À retenir
L'essentiel
R23 définit les feux qu'un navire à propulsion mécanique en route doit montrer la nuit : feu de mât blanc avant, feux de côté rouge/vert, feu de poupe blanc — plus un second feu de mât au-delà de 50 m.
- 4 feux standards en R23(a) : mât avant 225°, bâbord rouge 112,5°, tribord vert 112,5°, poupe 135°. Couverture 360° complète.
- Second feu de mât obligatoire dès 50 m de longueur — plus haut et en arrière du premier. Deux blancs alignés = navire de commerce.
- Voilier au moteur = R23, même voiles établies. La machine décide du statut, pas les voiles. De jour, marque conique pointe en bas obligatoire.
- Portées par longueur (R22) : 6 milles mât pour ≥ 50 m, 5 milles pour 20-50 m, 3 milles pour 12-20 m, 2 milles en dessous.
Identifier un R23 selon l'angle d'observation
De nuit, les feux visibles changent selon où vous vous trouvez par rapport au navire. Trois angles-clés à mémoriser.
Rouge + vert simultanés = navire face à vous. R14 s'applique.
Blanc + rouge = vous voyez son bâbord. R15 se décide avec le gisement : s'il est sur votre tribord, vous manœuvrez.
Blanc seul en bas = vous rattrapez ce navire. R13 : vous devez vous écarter.
Mnémo
"Rouge + vert + blanc en haut" → face (R14) · "Blanc + un seul feu de côté" → croisement probable : décider avec le gisement (R15) · "Blanc seul bas" → poupe, vous rattrapez (R13)
Portées et feux obligatoires selon la longueur (R22 + R23)
Portée = distance à laquelle le feu doit être visible par nuit noire, atmosphère claire.

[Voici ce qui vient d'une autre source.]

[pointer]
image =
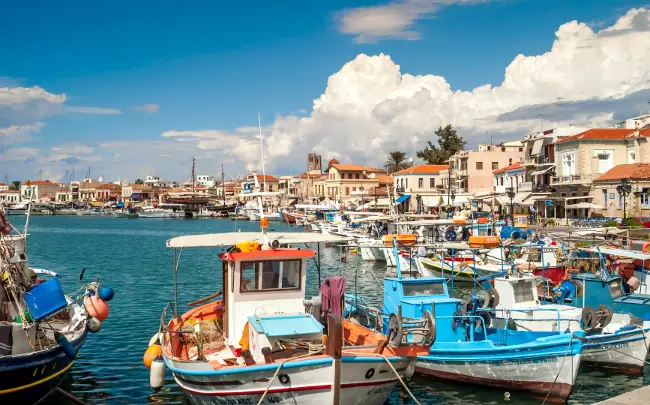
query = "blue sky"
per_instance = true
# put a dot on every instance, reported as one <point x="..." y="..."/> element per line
<point x="212" y="66"/>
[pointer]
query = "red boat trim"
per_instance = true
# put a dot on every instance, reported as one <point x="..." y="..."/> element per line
<point x="557" y="390"/>
<point x="319" y="387"/>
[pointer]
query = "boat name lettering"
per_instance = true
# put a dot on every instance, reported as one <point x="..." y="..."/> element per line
<point x="245" y="401"/>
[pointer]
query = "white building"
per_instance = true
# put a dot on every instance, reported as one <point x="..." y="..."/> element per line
<point x="422" y="184"/>
<point x="206" y="181"/>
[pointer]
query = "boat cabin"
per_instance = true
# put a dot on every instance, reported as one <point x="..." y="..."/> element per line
<point x="270" y="284"/>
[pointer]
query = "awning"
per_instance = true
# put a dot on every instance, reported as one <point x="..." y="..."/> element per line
<point x="537" y="147"/>
<point x="585" y="205"/>
<point x="548" y="169"/>
<point x="402" y="198"/>
<point x="589" y="197"/>
<point x="456" y="202"/>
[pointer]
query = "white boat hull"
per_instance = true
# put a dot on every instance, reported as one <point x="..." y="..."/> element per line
<point x="555" y="373"/>
<point x="310" y="384"/>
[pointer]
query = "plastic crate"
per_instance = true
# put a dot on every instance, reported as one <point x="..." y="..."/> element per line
<point x="45" y="299"/>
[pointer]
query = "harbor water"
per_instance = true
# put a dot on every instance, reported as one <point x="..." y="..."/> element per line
<point x="130" y="255"/>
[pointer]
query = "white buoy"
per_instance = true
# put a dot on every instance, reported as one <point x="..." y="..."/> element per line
<point x="157" y="375"/>
<point x="94" y="325"/>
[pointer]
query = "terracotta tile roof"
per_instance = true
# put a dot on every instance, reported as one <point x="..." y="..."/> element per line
<point x="384" y="178"/>
<point x="606" y="134"/>
<point x="423" y="169"/>
<point x="40" y="183"/>
<point x="357" y="168"/>
<point x="513" y="166"/>
<point x="634" y="171"/>
<point x="261" y="177"/>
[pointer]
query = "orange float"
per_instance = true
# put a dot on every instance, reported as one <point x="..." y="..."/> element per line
<point x="483" y="241"/>
<point x="96" y="307"/>
<point x="153" y="352"/>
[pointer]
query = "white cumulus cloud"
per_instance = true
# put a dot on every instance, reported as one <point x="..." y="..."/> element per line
<point x="370" y="106"/>
<point x="393" y="20"/>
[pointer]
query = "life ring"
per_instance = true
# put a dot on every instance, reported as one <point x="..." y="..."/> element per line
<point x="646" y="247"/>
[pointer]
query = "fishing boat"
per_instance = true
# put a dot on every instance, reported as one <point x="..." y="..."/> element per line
<point x="612" y="340"/>
<point x="262" y="342"/>
<point x="42" y="330"/>
<point x="468" y="350"/>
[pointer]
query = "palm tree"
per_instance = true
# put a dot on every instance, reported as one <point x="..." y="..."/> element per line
<point x="396" y="161"/>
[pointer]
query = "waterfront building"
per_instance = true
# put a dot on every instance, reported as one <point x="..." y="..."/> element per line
<point x="423" y="186"/>
<point x="348" y="182"/>
<point x="132" y="193"/>
<point x="471" y="170"/>
<point x="9" y="197"/>
<point x="585" y="157"/>
<point x="605" y="193"/>
<point x="206" y="181"/>
<point x="38" y="189"/>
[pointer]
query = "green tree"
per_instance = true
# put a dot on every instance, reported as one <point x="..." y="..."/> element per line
<point x="449" y="143"/>
<point x="396" y="161"/>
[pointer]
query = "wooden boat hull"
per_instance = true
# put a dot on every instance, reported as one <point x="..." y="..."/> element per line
<point x="541" y="374"/>
<point x="364" y="381"/>
<point x="30" y="378"/>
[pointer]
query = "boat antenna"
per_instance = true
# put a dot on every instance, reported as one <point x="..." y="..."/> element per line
<point x="223" y="186"/>
<point x="259" y="125"/>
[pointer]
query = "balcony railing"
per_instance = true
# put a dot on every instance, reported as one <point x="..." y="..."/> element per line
<point x="526" y="186"/>
<point x="575" y="179"/>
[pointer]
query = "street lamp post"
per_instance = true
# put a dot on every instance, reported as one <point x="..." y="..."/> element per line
<point x="624" y="189"/>
<point x="453" y="197"/>
<point x="510" y="192"/>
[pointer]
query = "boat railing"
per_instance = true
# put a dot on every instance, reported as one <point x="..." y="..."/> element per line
<point x="507" y="313"/>
<point x="175" y="344"/>
<point x="471" y="330"/>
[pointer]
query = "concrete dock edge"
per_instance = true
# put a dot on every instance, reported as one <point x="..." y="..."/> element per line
<point x="636" y="397"/>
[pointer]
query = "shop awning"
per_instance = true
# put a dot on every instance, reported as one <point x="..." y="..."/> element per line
<point x="548" y="169"/>
<point x="537" y="147"/>
<point x="402" y="198"/>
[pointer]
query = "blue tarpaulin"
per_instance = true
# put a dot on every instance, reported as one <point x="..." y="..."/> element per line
<point x="402" y="198"/>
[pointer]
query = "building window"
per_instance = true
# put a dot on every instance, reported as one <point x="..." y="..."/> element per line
<point x="645" y="199"/>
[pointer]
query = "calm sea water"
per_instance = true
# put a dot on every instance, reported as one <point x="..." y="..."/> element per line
<point x="130" y="255"/>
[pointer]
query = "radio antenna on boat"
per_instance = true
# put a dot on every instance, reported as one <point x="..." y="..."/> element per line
<point x="259" y="125"/>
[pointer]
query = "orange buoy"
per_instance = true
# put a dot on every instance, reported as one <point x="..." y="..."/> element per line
<point x="96" y="307"/>
<point x="153" y="352"/>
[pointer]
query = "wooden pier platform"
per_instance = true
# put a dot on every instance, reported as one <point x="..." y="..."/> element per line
<point x="636" y="397"/>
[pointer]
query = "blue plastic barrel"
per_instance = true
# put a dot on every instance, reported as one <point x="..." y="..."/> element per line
<point x="45" y="299"/>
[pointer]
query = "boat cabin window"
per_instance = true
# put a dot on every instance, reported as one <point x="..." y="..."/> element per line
<point x="615" y="289"/>
<point x="270" y="275"/>
<point x="523" y="290"/>
<point x="419" y="289"/>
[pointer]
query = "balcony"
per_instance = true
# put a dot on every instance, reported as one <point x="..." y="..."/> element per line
<point x="526" y="186"/>
<point x="575" y="179"/>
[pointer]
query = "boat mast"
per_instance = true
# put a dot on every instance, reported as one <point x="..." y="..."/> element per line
<point x="223" y="186"/>
<point x="259" y="125"/>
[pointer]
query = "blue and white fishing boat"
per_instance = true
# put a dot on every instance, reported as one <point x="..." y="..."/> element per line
<point x="468" y="349"/>
<point x="615" y="340"/>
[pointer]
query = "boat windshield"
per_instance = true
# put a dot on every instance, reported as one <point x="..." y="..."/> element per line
<point x="420" y="289"/>
<point x="270" y="275"/>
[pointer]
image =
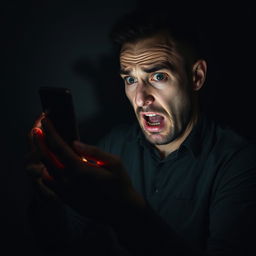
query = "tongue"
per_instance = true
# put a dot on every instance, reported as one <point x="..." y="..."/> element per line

| Longueur navire | Feu de mât (portée) | 2e feu de mât | Feux de côté | Feu de poupe |
|---|---|---|---|---|
| < 7 m et ≤ 7 nœuds | 2 milles (blanc tout horizon) | non | 1 mille (si possible) | — |
| < 12 m | 2 milles | non | 1 mille | 2 milles |
| 12 m – 20 m | 3 milles | non | 2 milles | 2 milles |
| 20 m – 50 m | 5 milles | non | 2 milles | 2 milles |
| ≥ 50 m | 6 milles | OUI obligatoire | 3 milles | 3 milles |
Portée R22 : mesurée de nuit, atmosphère claire, œil au niveau du pont. Le 2e feu de mât (≥ 50 m) est aussi un indicateur visuel — deux blancs alignés verticalement de face signalent un navire de grande taille.
Règle d'or
Cherche d'abord le feu de mât blanc à l'avant. S'il est présent avec un feu de côté coloré, c'est un R23 — pas un voilier.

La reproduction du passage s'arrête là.